Grammar & Lexer
Token kinds, operator precedence, and EBNF grammar for the Achronyme surface language.
Lexer
Hand-written single-pass byte scanner. No external dependency (no pest, no logos).
- File:
crates/achronyme-parser/src/lexer.rs - Entry:
Lexer::tokenize(source: &str) -> Result<Vec<Token>, ParseError> - Handles UTF-8 multibyte input via
advance_multibyte(); tracks(line, col, byte_offset)for every produced token so downstream diagnostics can render carets at the correct visual column even when the source contains non-ASCII identifiers. - Comments are stripped at lex time:
//line comment, terminated by newline (or EOF)/* ... */block comment, non-nesting (single-pass scanner; nesting would require a counter and is not supported)
- Whitespace (
' ','\t','\r','\n') is consumed between tokens. - Numeric literals are recognised by their prefix:
- bare digits →
Number 0p→FieldLit(decimal/hex/bin variant by suffix)0i<width>→BigIntLit(width is the bit width: 256, 384, 512, …)
- bare digits →
Token kinds
The full TokenKind enum lives in crates/achronyme-parser/src/token.rs. Below it is grouped by role. A token is (kind, span, lexeme); lexeme is borrowed from the source for cheap identifier comparison.
Literals
pub enum TokenKind {
Number, // 42, 0, 9999
FieldLit, // 0p123, 0p1A2F, 0p0b1010
BigIntLit, // 0i256_DEAD..., 0i384_0b1010..., 0i512_999
StringLit, // "hello"
True, // true
False, // false
Nil, // nil
// ...
}
Keywords (23 reserved)
let mut if else while
for in fn return break
continue print nil true false
public witness prove circuit forever
import export as
These are matched by exact lexeme after a generic identifier has been recognised.
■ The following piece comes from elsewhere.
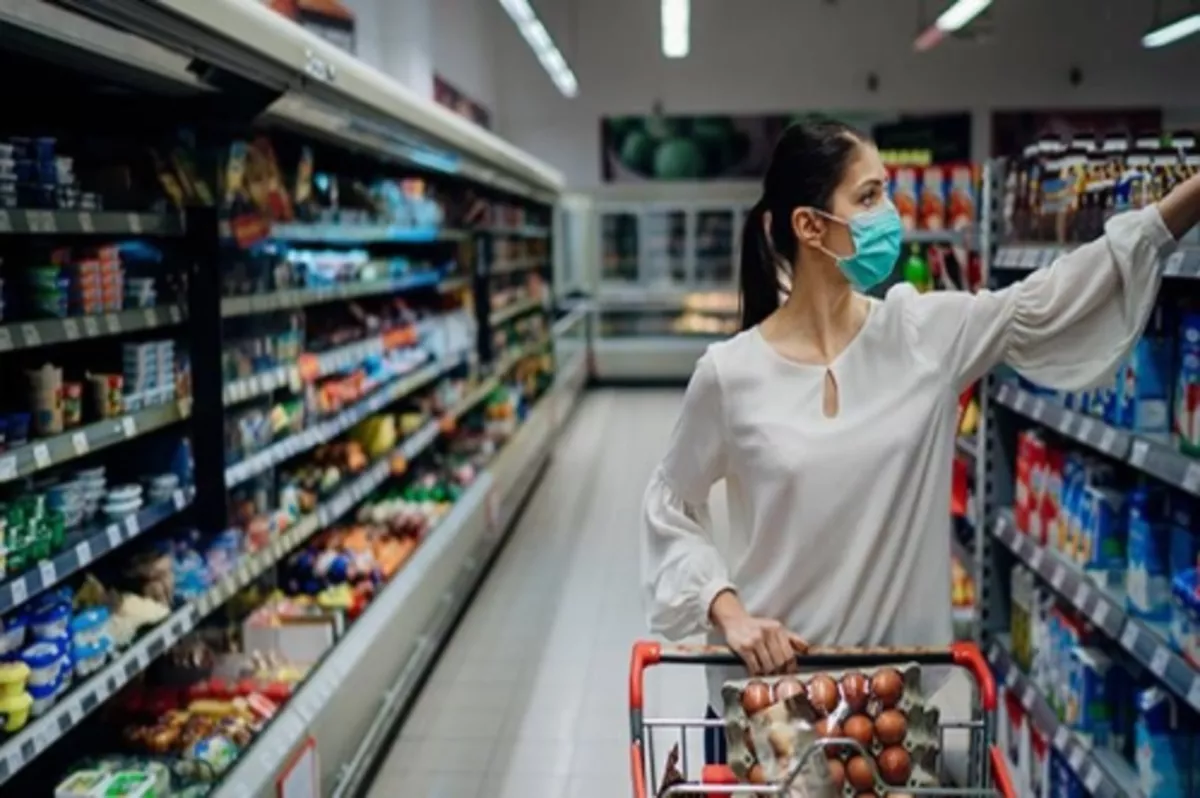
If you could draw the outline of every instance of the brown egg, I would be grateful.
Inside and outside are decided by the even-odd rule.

Keywords cannot be shadowed as identifiers.
Identifiers
pub enum TokenKind {
Ident, // x, foo_bar, MerkleProof
// ...
}
IDENT = letter { letter | digit | "_" }. ASCII letters only at the start; _ allowed after the first byte.
Operators
pub enum TokenKind {
// Arithmetic
Plus, Minus, Star, Slash, Percent, Caret,
// Comparison
Eq, NotEq, Lt, Le, Gt, Ge,
// Logical
AndAnd, OrOr, Bang,
// Assignment
Assign, // =
// Path / member
ColonColon, // ::
Dot, // .
Question, // ? (ternary)
// ...
}
Delimiters
pub enum TokenKind {
LParen, RParen, // ( )
LBrace, RBrace, // { }
LBracket, RBracket, // [ ]
Comma, Colon, Semicolon,
DotDot, // .. (range)
Arrow, // -> (return type, unused in current grammar)
Eof,
}
Operator precedence
Pratt parser. Source: crates/achronyme-parser/src/parser/tables.rs. The Pratt loop reads left_bp and right_bp from infix_binding_power(token) and recurses while right_bp >= caller_bp.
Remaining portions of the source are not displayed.